The National Science Foundation (NSF) has named Associate Professor Scott Aaronson, a principal investigator at CSAIL, as one of two recipients of this year’s Alan T. Waterman Award. Associate Professor Robert Wood of Harvard University was also honored with the award.
The annual award recognizes an outstanding researcher under the age of 35 in any field of science or engineering NSF supports.
In addition to a medal, each of this year's awardees will receive a $1 million grant--twice the amount of last year's award--over a five year period for further advanced study in his field.
"Robert and Scott embody the best in young, bold and talented researchers," said NSF Director Subra Suresh, noting that computing is central to both of their research pursuits. "I have no doubt that these two researchers will continue to have an extraordinary impact on our nation and the world in the years to come."
Scott Aaronson is the TIBCO Career Development Associate Professor of Electrical Engineering and Computer Science at MIT, and is affiliated with CSAIL, the largest Interdepartmental lab at MIT. Aaronson, a theoretical computational scientist, pursues research interests that focus on the limitations of quantum computers and computational complexity theory more generally.
His research addresses a variety of topics, including the information content of quantum states, the physical resources needed for quantum computers to surpass classical computers, and the barriers to solving computer science's vexing P versus NP question, that is whether every problem whose solution can be quickly verified by a computer can also be quickly solved by a computer.
Aaronson is a founder of the Complexity Zoo wiki which catalogs over 500 computational complexity classes and the author of the much-read blog "Shtetl-Optimized" and the essay Who Can Name The Bigger Number?. This recipient of a G.E.D. from New York State went on to study at Cornell and the University of California, Berkeley, and win best paper awards and honors, including both the DARPA Young Faculty Award and PECASE Award in 2009.
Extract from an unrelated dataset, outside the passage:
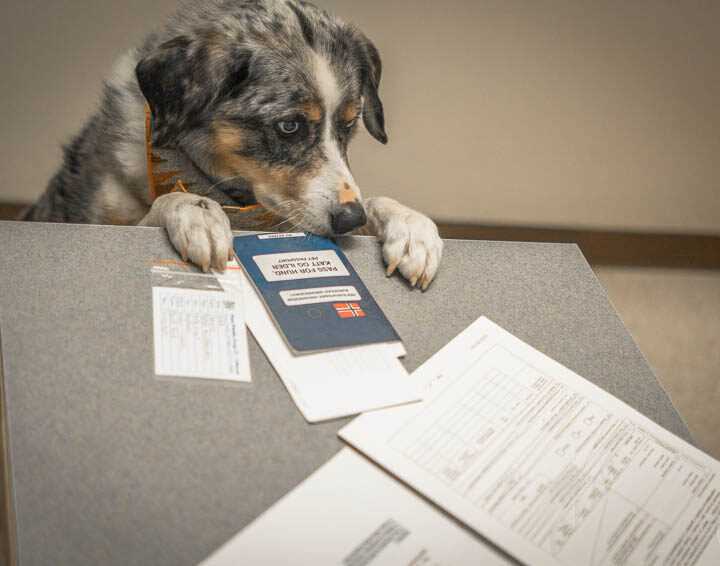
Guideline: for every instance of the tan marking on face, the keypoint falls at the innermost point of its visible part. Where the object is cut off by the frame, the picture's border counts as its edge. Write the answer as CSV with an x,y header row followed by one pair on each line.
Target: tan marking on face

"By illuminating the fundamental limits on what can be computed in the physical world, and the potential implications of those limits, Scott Aaronson has staked out important new ground in computational theory," said MIT President Susan Hockfield. "I am delighted that the National Science Foundation has recognized his dual abilities, both to articulate key research questions and to offer new methods and ideas for addressing them, with the Alan T. Waterman Award."
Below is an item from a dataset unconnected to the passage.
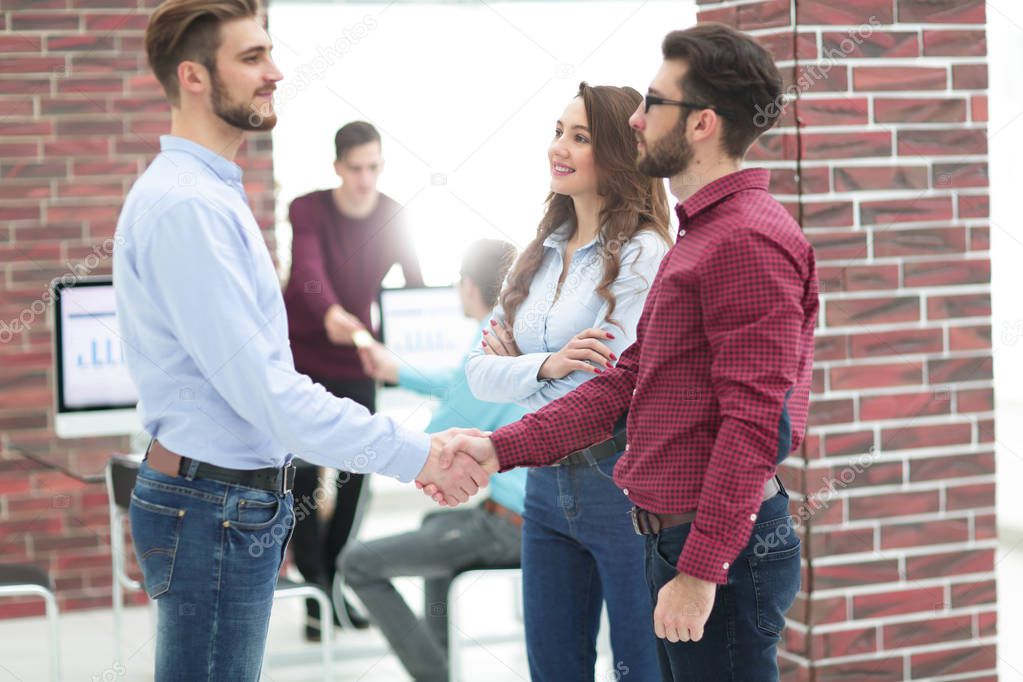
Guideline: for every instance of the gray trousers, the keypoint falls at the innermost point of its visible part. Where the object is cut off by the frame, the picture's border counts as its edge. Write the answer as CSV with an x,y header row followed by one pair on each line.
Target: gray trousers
x,y
447,542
"I'm surprised, excited and grateful to receive this award," said Aaronson. "It will obviously be an enormous help to me in supporting my students and postdocs, so we can continue our work on quantum computing and the fundamental limits of computation."
The Waterman Award will be presented to Wood and Aaronson at a dinner ceremony held in Washington, D.C., on May 3. Both awardees also will deliver lectures at NSF.